45737 Benita

Discovery
- Discovered by: B. A. Segal
- Discovery site: Jupiter Obs.
- Discovery date: 22 April 2000

Designations
- Named after: Benita Segal (discoverer's wife)
- Alternative designations: 2000 HB
- Minor planet category: main-belt · (outer) background

Orbital characteristics
- Epoch 4 September 2017 (JD 2458000.5)
- Uncertainty parameter 0
- Observation arc: 19.41 yr (7,091 days)
- Aphelion: 3.3441 AU
- Perihelion: 3.0485 AU
- Semi-major axis: 3.1963 AU
- Eccentricity: 0.0462
- Orbital period (sidereal): 5.71 yr (2,087 days)
- Mean anomaly: 245.14°
- Mean motion: 0° 10^{m} 21^{s} / day
- Inclination: 10.197°
- Longitude of ascending node: 181.43°
- Argument of perihelion: 124.47°

Physical characteristics
- Dimensions: 5.121±1.701 km
- Geometric albedo: 0.294±0.080
- Absolute magnitude (H): 13.6

= 45737 Benita =

Main-belt asteroid

45737 Benita (provisional designation ') is a bright asteroid located in the outer regions of the asteroid belt. It has an estimated diameter of approximately 5 kilometers. The asteroid was discovered on April 22, 2000, by Bruce Segal, an American amateur astronomer, at the Florida Atlantic University's Jupiter Observatory (837) in Boca Raton, Florida.

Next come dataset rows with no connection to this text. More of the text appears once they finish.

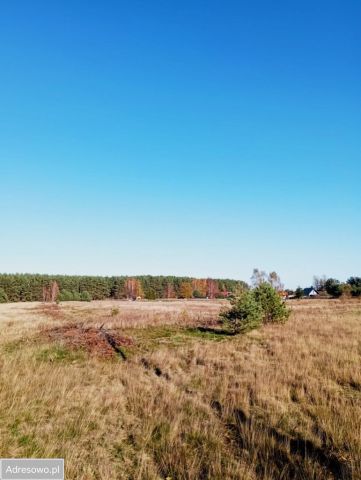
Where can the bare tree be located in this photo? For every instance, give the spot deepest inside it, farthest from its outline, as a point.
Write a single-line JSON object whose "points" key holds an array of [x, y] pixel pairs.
{"points": [[275, 281], [258, 277]]}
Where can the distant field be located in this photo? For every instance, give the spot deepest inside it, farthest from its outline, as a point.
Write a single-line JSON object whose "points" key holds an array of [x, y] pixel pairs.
{"points": [[158, 390]]}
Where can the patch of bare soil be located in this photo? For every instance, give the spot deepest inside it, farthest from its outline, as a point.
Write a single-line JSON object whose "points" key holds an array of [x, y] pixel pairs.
{"points": [[51, 310], [96, 341]]}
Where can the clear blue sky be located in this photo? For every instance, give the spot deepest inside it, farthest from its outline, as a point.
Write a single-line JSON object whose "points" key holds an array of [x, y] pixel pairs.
{"points": [[198, 138]]}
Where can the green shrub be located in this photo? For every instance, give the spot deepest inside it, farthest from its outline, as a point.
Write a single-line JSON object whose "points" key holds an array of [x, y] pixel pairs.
{"points": [[3, 296], [245, 314], [85, 296], [274, 308]]}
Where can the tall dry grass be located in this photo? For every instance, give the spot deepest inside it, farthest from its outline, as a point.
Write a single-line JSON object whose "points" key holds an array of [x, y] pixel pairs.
{"points": [[281, 402]]}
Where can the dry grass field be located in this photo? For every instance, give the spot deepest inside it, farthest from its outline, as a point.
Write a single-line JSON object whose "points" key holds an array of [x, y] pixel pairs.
{"points": [[156, 390]]}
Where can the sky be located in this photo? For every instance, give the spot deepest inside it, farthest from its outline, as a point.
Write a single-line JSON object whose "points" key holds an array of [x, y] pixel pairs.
{"points": [[200, 138]]}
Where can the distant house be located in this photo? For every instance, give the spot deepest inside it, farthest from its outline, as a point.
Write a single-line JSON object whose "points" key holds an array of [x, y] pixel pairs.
{"points": [[310, 292]]}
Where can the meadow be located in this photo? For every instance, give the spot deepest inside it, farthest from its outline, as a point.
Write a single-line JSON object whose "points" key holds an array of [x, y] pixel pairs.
{"points": [[159, 390]]}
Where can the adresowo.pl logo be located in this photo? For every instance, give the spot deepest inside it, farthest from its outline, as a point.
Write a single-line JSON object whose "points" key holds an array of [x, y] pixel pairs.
{"points": [[32, 469]]}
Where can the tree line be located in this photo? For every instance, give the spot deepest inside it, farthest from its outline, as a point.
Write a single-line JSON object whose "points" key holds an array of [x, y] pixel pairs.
{"points": [[334, 288], [38, 287]]}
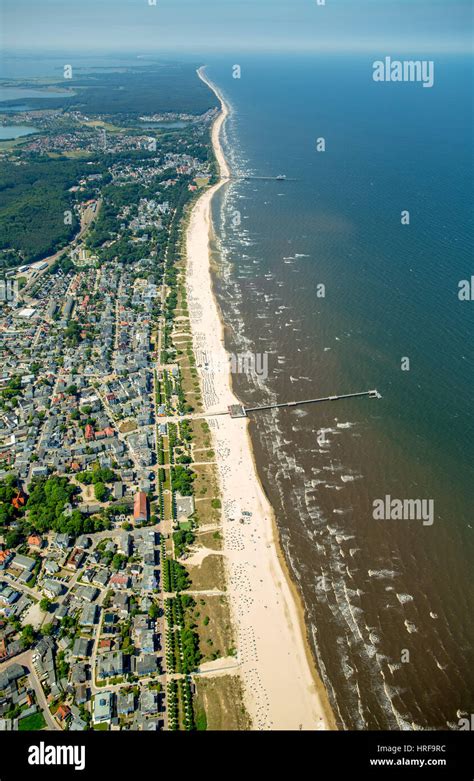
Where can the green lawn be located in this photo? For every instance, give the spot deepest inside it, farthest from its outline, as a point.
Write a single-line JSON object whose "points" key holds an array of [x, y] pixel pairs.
{"points": [[34, 722]]}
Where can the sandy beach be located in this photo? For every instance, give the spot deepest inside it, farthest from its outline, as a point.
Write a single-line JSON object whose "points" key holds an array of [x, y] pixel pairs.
{"points": [[281, 687]]}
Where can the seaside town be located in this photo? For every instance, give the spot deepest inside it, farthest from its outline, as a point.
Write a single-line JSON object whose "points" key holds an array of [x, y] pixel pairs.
{"points": [[106, 488]]}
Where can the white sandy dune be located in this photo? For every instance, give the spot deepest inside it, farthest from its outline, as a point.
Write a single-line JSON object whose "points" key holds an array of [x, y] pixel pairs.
{"points": [[281, 687]]}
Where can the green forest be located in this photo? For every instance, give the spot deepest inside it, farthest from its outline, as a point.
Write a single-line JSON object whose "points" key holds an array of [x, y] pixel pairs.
{"points": [[33, 199], [163, 88]]}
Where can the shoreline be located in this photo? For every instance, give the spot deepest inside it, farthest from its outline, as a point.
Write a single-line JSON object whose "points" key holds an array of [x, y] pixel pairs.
{"points": [[281, 685]]}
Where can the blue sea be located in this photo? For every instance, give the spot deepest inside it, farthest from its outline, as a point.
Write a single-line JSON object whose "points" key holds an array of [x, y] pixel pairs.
{"points": [[319, 273], [388, 603]]}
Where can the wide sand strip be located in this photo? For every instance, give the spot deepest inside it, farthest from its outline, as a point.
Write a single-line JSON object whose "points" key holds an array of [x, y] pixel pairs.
{"points": [[281, 687]]}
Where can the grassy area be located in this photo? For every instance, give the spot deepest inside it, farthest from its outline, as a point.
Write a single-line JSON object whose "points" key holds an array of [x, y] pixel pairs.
{"points": [[129, 425], [213, 625], [35, 721], [219, 704], [209, 574], [205, 484], [212, 540]]}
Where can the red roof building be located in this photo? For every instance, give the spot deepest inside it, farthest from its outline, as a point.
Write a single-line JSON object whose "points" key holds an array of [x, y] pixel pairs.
{"points": [[140, 507]]}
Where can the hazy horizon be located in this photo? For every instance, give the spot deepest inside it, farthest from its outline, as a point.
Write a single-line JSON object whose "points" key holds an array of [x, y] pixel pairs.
{"points": [[223, 25]]}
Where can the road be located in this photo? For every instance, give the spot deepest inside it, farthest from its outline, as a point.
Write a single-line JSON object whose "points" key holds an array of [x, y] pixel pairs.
{"points": [[26, 660]]}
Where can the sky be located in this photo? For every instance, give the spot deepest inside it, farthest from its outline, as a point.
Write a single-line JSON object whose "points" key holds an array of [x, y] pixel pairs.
{"points": [[199, 26]]}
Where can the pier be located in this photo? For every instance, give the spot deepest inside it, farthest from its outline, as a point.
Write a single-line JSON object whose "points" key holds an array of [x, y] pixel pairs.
{"points": [[264, 178], [239, 411]]}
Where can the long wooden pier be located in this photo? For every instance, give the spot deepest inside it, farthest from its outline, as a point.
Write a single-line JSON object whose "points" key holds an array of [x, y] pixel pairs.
{"points": [[239, 411]]}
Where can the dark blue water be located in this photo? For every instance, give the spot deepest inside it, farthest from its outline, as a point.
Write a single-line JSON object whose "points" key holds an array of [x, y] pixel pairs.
{"points": [[388, 603]]}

== Orbit and classification ==
Benita is a non-family asteroid that belongs to the background population of the main belt. It orbits the Sun in the outer region of the asteroid belt, at a distance of 3.0–3.3 AU. It completes one orbit around the Sun every 5 years and 9 months (2,087 days) with a semi-major axis of approximately 3.20 AU. The orbit of Benita is slightly eccentric, with an eccentricity of 0.05, and it is inclined at an angle of 10° with respect to the ecliptic plane. The body's observation arc begins with a precovery taken at Lincoln Laboratory's ETS, New Mexico, on 30 October 1997.

== Physical characteristics ==

=== Diameter and albedo ===
According to the survey carried out by the NEOWISE mission of NASA's Wide-field Infrared Survey Explorer, Benita measures 5.121 kilometers in diameter and its surface has an albedo of 0.294.

=== Rotation period ===
As of 2017, no rotational lightcurve of Benita has been obtained from photometric observations. The body's rotation period, poles and shape remain unknown.

== Naming ==
The discoverer named this minor planet after his wife, Benita Segal (born 1964), a major supporter of the observatory. The official naming citation was published by the Minor Planet Center on 20 November 2002 (M.P.C. 47170).